Conclusions: This study confirmed that mLVs were dysfunctional in both S-CSVD patients and CADASIL patients. IAUC was identified as a key risk factor, and a nomogram was generated. This research enhances our understanding of the role of mLVs in CSVD and contributes to distinguishing between these S-CSVD and CADASIL.
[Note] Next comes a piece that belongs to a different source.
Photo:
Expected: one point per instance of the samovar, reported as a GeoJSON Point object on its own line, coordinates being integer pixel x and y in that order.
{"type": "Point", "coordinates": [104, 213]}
Keywords: Cerebral small vessel disease (CSVD); dynamic contrast-enhanced magnetic resonance imaging (DCE-MRI); meningeal lymphatic system; nomogram.

Figure 1

Flowchart of patient selection. CADASIL, cerebral autosomal-dominant arteriopathy with subcortical infarcts and leukoencephalopathy; CSVD, cerebral small vessel disease; DCE-MRI, dynamic contrast-enhanced magnetic resonance imaging; NC, normal control.

Figure 2

Quantitative assessment of mLVs-SSS flow by DCE-MRI. (A) Representative DCE-MRI images of mLVs after administration of gadopentetate dimeglumine. The upper red rectangle represents the left, right and lower mLVs-SSS (L, R, Lo-mLVs-SSS) and lower red rectangle represents mLVs-SS (L-, R-, Lo-mLVs-SS) in the NC, S-CSVD, and H-CSVD groups. (B-D) Representative TICs of mLVs-SSS and mLVs-SS in the NC, S-CSVD, and H-CSVD groups. (E-J) The quantification of average wash-in rate value (E,F), average TTP value (G,H), and average IAUC value (I,J) of mLVs (mLVs-SSS, mLVs-SS) among the NC (n=18), S-CSVD (n=41) and H-CSVD (n=15) groups (Kruskal-Wallis test with Dunn’s multiple comparison test); *, P<0.05; **, P<0.01. A.U., arbitrary units; CSVD, cerebral small vessel disease; DCE-MRI, dynamic contrast-enhanced magnetic resonance imaging; H-CSVD, hereditary CSVD; IAUC, incremental area under the curve; mLVs, meningeal lymphatic vessels; NC, normal control; S-CSVD, sporadic CSVD; SS, sigmoid sinus; SSS, superior sagittal sinus; TICs, time-intensity curves; TTP, time-to-peak.

Figure 3

Correlation analysis was carried out to analyze the relationship between the levels of blood biomarkers and DCE-MRI parameters in patients with S-CSVD and CADASIL. *, P<0.05; **, P<0.01; ***, P<0.001. BUN, blood urea nitrogen; CADASIL, cerebral autosomal-dominant arteriopathy with subcortical infarcts and leukoencephalopathy; CRP, C-reactive protein; CSVD, cerebral small vessel disease; DCE-MRI, dynamic contrast-enhanced magnetic resonance imaging; FA, folic acid; FIB, fibrinogen; HbA1c, hemoglobin A1C; Hcy, homocysteine; IAUC, incremental area under the curve; Ktrans, transfer rate constant; Lpa, lipoprotein a; LDL-C, low-density lipoprotein cholesterol; SCr, serum creatinine; S-CSVD, sporadic CSVD; SF, ferritin; SS, sigmoid sinus; SSS, superior sagittal sinus; TC, total cholesterol; TG, triglyceride; TTP, time-to-peak; UA, uric acid; Ve, extravascular extracellular volume fraction.

Figure 4

Construction of the nomogram graph. (A) The graph shows the nomogram predicting CADASIL. The nomogram summed the points identified on the scale for each predictor. The total points projected on the bottom scales indicate the probabilities of CADASIL diagnosis. (B) The ROC curves of the nomogram model (blue) for CADASIL diagnosis prediction. AUC, area under the curve; CADASIL, cerebral autosomal-dominant arteriopathy with subcortical infarcts and leukoencephalopathy; FPR, false positive rate; mLVs-SSS, meningeal lymphatic vessels of the superior sagittal sinus; IAUC, incremental area under the curve; ROC, receiver operating characteristic; TPR, true positive rate.